Michael DeBaun, MD, MPH: Yes, not to mention kidney disease and brain.
Julie Kanter, MD: Thankfully, like Wally, we have not seen many individuals die as a result of COVID-19, but I have seen a lot of worsening of kidney disease. You mentioned it earlier, Michael, how kidney disease is the underspoken problem in sickle cell, especially because many of the adults with severe kidney disease don’t have as much pain. I’ve often found they’re not referred to the specialist when they need to be. I’m flabbergasted at people I see in my clinic who’ve never seen a sickle cell specialist, and they’re 50 years of age with kidney failure.

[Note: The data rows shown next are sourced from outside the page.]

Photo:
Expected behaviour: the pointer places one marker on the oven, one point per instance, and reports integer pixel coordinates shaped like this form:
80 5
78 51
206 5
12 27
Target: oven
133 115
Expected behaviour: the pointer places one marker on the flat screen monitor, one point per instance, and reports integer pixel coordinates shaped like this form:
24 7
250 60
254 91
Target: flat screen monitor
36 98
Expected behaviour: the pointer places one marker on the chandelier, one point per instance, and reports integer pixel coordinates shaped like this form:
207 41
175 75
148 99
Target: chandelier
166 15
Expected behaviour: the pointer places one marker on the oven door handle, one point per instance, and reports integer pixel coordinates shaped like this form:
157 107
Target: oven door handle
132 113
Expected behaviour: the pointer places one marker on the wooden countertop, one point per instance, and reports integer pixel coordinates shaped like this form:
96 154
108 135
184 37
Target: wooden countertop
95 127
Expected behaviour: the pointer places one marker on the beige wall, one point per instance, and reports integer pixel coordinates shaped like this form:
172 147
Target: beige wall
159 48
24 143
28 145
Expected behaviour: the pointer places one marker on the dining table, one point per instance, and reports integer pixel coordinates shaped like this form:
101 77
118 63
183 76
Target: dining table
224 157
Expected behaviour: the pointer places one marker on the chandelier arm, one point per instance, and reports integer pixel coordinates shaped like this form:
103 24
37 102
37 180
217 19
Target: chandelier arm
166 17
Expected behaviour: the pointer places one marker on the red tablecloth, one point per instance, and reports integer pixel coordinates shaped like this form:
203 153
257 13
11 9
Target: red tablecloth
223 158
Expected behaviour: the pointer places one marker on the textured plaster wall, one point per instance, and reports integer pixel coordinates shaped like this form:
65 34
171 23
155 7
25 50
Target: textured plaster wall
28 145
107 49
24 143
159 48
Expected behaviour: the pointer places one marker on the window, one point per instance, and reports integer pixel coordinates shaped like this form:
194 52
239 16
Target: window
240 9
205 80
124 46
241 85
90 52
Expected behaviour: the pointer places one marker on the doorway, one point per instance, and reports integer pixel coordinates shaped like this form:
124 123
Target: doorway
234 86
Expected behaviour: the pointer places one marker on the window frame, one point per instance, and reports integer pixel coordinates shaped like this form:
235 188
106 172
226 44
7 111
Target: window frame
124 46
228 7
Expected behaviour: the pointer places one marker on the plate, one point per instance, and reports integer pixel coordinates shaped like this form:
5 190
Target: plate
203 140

Michael DeBaun, MD, MPH: It turns out that when we did the regression analysis, the 1 modifiable factor for death was referral to a nephrologist within 6 months of the onset of dialysis. If they saw a nephrologist, their rate of mortality was significantly lower than if they had never seen a nephrologist in previous 6 months. You’re absolutely right, but this gets back to the broader picture that we talked about: access to care and who’s going to help? Remember, 50% of the adults with SS [sickle cell anemia] have silent infarcts, so the minute you start adding multiple care appointments—the nephrologist, the pulmonologist, the hematologist, the primary care doctor—we would be remiss if we didn’t mention the importance of the primary care doctor in a population that has 30% depression. The hematologist is not the expert on how to manage depression. No matter how many drugs we give, no matter how well we think we’re versed in depression, we’re not the experts. That’s the primary care doctor’s domain of expertise. You can see why this becomes very complicated extremely fast.